Kinship combined with corruption is deeply spread and embraced in almost the entire dominant class, including the “creative class,” who are the most educated people in the country, as well as throughout the rest of Russian society. While corruption does not directly create kinship—many corrupt interactions are performed by people who barely know each other—kinship in the dominant class in Russian society almost automatically leads to corruption and nepotism. Indeed, kinship provides partners with ‘trust,’ the most important condition for making illegal deals. 

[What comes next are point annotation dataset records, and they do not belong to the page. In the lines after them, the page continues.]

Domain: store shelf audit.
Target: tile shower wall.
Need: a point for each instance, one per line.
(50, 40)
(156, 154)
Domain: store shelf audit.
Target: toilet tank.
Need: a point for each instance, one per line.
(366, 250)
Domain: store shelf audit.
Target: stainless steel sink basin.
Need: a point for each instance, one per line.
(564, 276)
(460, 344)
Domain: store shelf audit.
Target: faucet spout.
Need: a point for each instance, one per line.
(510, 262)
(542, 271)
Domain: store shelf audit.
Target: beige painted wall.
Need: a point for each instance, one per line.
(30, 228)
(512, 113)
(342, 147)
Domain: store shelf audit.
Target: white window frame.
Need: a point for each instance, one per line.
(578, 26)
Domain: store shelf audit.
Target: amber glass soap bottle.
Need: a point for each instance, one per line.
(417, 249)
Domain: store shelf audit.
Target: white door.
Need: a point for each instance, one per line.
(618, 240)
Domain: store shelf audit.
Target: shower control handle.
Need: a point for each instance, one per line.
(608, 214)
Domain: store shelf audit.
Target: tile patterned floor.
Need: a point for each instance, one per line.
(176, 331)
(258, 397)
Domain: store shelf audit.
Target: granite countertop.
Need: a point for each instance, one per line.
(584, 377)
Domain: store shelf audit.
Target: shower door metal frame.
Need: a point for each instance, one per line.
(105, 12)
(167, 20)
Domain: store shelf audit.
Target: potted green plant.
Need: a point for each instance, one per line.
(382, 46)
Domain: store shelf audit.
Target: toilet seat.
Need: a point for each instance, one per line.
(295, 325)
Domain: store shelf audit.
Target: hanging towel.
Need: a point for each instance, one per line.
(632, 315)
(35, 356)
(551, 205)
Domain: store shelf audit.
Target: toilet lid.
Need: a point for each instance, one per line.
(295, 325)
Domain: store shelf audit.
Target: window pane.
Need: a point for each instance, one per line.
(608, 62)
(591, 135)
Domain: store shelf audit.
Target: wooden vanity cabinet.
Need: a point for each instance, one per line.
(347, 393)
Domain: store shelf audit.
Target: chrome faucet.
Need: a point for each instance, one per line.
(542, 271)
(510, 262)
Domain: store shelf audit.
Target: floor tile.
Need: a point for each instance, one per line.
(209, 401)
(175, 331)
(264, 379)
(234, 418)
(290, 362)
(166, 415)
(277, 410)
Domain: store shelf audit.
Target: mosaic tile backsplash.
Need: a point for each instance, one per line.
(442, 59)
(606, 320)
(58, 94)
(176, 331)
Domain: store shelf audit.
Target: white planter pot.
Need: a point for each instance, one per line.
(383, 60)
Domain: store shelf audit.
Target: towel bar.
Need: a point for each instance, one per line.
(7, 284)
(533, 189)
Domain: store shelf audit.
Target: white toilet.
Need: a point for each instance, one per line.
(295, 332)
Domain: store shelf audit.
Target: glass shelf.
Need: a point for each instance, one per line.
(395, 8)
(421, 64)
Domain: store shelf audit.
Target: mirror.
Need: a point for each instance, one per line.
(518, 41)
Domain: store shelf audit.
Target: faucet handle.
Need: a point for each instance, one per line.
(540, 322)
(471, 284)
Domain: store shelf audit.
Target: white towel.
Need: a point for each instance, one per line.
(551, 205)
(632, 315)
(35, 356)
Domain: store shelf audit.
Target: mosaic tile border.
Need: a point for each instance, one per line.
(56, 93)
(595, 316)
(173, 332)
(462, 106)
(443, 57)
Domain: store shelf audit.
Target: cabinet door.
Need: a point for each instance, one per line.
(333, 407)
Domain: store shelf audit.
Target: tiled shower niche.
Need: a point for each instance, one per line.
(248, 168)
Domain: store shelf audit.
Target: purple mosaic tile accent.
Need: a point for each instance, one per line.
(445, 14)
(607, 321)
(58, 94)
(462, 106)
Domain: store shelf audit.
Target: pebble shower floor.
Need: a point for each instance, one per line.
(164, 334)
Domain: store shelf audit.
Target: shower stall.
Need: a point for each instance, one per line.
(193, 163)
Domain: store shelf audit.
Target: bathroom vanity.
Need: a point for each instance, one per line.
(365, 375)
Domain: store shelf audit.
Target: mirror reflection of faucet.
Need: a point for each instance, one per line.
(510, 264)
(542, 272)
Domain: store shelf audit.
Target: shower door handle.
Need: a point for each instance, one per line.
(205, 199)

The kinship that prospers in Russia almost makes a Russian evolution toward democracy and a real market economy impossible. Kinship is a tremendous obstacle for progress in science and education. Ultimately, the dominance of kinship leads to the de-professionalization of society and, no less important, to the atomization and the near disappearance of common social values. Ironically, strong kinship is a real obstacle for the creation of an efficient national ideology, which demands sacrifice from those who espouse it. The hysterical calls from the new Euroasian ideology  from “Izborsk Club” (December 2012) are ridiculous. Uniting the best-known pro-Putin ideologues and headed by Alexander Dugin, this group demanded the immediate restoration of the Soviet Union, and the alliance of the Orthodox Church, and Stalinists.  

The movement toward the Weberian ideal as a political and social factor took several centuries in Europe, exemplifying the gradual process of the weakening of kinship. In contemporary history, the kinship system was only swept away in two cases—during the October Revolution in Russia and the Cultural Revolution in China. The success of the Cultural Revolution was especially remarkable because it happened in a society with a cult of Confucius’ philosophy. Russia is hardly facing a new revolution and has no chance of diminishing the future role of kinship, with all its implications. Kinship is a formidable obstacle to Russia’s progress in almost all spheres of social life.